Comment 8 for bug 1997124

Revision history for this message
Chad Smith (chad.smith) wrote :

The dbus race that is happening here is due to `networkctl reconfigure`[1] being run by netplan apply, failing to talk to dbus, and restarting systemd_networkd[2] at that point in time when systemd_network may actually be coming up and is in an indeterminate state.

[1] https://github.com/canonical/netplan/blob/main/netplan/cli/utils.py#L116
[2] https://github.com/canonical/netplan/blob/main/netplan/cli/commands/apply.py#L277

I'm guessing the restart here from netplan apply is what's triggering the occasional failure case where not all network config is applied (like IP addresses) in systemd-networkd. It doesn't happen all the time but it's racy as systemd-networkd is mid startup and we're restarting it again via netplan apply.

After discussion with waldi (Bastian Blank) in Debian land about the systemd dependency chain, it seems my suggestion about about adding dbus.socket to cloud-init.service will actually introduce an ordering cycle because dbus.socket is
  After=sysinit.target, yet cloud-init.service is Before=sysinit.target.

So, trying to shoehorn cloud-init into the dependency chain After=dbus.socket is impossible for systemd to schedule.

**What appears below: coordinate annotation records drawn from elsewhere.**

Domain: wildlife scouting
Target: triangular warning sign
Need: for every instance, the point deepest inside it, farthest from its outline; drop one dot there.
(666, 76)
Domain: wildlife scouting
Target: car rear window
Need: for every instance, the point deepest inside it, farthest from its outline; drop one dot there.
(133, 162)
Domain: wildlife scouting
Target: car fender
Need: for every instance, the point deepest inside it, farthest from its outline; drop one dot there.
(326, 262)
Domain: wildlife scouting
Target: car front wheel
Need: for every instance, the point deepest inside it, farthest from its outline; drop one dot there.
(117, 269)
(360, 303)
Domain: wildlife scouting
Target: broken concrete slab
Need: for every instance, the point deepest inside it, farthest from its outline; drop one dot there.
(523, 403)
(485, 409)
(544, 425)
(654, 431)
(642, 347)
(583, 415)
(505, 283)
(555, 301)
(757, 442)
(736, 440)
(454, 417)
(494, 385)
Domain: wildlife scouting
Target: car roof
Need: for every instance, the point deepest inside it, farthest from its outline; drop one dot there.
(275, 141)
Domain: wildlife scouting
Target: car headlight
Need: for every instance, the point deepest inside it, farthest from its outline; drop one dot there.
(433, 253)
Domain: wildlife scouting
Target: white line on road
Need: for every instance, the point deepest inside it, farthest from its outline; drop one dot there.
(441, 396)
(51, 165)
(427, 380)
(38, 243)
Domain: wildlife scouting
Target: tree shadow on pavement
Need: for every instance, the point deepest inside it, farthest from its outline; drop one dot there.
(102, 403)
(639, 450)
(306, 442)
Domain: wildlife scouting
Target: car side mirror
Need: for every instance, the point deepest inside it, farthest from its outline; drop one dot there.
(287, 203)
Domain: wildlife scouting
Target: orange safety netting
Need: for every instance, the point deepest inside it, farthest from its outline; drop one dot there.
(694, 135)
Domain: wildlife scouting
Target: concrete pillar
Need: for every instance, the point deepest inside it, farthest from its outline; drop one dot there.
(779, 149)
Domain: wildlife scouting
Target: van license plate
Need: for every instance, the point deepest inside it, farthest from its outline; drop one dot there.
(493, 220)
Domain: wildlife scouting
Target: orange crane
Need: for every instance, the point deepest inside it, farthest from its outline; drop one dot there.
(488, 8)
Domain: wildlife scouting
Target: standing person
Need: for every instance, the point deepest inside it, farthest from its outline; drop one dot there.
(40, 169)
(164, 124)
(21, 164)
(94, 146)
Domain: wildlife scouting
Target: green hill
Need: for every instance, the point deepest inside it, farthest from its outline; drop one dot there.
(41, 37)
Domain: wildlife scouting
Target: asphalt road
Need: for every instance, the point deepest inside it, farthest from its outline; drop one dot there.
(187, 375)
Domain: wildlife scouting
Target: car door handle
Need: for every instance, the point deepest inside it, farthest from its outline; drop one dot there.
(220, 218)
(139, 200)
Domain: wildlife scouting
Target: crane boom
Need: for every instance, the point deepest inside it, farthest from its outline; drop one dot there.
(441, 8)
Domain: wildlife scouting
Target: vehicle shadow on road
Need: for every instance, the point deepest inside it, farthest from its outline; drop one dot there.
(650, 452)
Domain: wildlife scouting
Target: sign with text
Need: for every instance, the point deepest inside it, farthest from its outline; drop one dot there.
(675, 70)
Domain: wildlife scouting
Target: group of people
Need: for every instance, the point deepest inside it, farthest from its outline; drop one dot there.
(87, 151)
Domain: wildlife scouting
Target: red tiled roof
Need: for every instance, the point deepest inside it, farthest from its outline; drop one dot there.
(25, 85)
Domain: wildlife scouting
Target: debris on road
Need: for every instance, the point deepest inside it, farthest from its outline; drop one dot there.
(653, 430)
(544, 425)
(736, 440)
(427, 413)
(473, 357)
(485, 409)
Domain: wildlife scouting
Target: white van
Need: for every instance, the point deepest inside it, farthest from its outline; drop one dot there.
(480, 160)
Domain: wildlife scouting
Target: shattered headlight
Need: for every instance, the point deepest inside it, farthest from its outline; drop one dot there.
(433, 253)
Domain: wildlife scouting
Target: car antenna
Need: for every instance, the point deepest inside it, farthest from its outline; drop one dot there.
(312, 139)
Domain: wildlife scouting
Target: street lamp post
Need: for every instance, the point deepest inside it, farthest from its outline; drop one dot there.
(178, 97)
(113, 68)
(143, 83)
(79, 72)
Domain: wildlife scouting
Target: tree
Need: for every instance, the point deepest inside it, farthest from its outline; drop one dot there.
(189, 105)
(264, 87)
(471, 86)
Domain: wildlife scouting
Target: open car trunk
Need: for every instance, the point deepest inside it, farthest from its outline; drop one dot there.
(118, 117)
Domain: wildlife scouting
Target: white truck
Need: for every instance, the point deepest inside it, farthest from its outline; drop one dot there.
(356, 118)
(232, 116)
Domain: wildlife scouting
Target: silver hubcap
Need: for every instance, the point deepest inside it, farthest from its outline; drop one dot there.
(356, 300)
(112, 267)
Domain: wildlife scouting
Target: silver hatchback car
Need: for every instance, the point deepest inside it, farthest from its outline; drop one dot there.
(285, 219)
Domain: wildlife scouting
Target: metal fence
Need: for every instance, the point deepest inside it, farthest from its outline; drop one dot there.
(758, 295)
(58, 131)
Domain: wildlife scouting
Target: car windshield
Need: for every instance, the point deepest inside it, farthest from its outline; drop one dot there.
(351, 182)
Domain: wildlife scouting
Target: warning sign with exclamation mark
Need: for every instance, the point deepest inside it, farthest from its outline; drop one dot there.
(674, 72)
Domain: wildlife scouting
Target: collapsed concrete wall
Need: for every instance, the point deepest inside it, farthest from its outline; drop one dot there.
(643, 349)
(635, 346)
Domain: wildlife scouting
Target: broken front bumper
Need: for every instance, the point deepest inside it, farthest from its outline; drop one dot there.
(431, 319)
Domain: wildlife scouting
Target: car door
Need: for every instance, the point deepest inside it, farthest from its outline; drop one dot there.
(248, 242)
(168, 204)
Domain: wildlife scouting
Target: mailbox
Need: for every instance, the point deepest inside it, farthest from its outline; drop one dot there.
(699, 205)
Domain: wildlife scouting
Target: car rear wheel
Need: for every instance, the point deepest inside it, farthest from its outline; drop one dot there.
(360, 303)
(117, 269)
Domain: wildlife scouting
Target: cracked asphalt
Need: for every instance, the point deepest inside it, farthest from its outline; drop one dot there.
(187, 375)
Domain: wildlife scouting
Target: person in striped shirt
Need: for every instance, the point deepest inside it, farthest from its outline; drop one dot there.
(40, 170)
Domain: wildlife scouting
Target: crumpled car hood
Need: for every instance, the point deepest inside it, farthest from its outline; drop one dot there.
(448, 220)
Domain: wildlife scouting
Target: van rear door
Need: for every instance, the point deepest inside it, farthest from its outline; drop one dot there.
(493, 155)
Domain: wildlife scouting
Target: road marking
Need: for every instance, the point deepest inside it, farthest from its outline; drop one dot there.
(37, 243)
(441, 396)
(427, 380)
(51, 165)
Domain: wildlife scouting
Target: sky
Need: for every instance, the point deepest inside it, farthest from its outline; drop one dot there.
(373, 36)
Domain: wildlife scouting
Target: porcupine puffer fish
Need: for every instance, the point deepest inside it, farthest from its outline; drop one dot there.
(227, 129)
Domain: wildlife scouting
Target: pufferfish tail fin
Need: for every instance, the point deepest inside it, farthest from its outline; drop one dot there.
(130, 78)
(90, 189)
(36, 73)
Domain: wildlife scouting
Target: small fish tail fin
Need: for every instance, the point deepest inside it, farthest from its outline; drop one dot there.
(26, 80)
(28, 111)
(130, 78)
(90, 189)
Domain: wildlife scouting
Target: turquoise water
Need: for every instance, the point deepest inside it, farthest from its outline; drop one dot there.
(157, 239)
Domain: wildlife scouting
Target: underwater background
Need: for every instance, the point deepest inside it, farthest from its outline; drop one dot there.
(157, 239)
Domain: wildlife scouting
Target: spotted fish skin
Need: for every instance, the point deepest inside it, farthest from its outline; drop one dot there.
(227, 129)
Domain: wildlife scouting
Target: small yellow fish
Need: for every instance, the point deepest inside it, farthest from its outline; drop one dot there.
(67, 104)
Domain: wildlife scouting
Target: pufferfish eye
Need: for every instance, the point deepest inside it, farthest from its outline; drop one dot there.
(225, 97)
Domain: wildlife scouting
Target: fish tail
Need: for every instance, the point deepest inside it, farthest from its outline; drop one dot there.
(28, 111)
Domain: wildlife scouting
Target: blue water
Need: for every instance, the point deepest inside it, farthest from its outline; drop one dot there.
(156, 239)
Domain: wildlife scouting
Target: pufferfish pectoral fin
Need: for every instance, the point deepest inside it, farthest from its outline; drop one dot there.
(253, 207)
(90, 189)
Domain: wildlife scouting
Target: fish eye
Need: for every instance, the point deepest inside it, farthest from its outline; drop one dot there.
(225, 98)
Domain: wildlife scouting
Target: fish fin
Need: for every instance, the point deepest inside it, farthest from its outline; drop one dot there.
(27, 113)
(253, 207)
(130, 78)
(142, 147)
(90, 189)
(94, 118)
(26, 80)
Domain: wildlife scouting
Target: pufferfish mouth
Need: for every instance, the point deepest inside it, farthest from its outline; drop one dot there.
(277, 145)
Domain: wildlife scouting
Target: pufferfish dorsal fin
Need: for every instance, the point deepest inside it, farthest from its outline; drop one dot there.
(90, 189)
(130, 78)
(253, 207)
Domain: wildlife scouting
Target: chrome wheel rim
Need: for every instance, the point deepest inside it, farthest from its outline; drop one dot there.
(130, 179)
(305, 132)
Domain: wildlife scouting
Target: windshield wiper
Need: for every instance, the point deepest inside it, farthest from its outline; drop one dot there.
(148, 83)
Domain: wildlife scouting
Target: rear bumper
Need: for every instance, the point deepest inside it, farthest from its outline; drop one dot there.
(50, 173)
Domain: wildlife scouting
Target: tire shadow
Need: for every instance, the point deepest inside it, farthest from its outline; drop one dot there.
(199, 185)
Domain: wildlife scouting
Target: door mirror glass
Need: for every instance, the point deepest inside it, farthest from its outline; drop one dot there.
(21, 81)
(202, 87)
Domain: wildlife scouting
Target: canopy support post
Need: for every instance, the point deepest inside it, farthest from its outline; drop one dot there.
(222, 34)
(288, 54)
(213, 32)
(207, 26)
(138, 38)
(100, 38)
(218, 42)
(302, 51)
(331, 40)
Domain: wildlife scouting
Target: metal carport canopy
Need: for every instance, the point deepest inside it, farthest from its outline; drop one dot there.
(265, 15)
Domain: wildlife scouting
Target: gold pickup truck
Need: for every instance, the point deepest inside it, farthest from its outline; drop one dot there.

Maybe, we'd want one of the following instead:
 1. `netplan apply` provide an option to avoid falling back to `networkctl reconfigure` and exit non-zero so cloud-init can do something better, or retry where necessary
 2. `netplan apply` can defer or block/retry until dbus.socket/service is ready allowing this only to affect cases where netplan apply is called
 3. cloud-init to defer calling netplan apply on systemd-networkd environments until later boot stage (cloud-config.service) which comes after sysinit.target (and therefore can expect dbus.socket to be started at that point in boot.

I'll add netplan here to see if there are thoughts or counter suggestions here.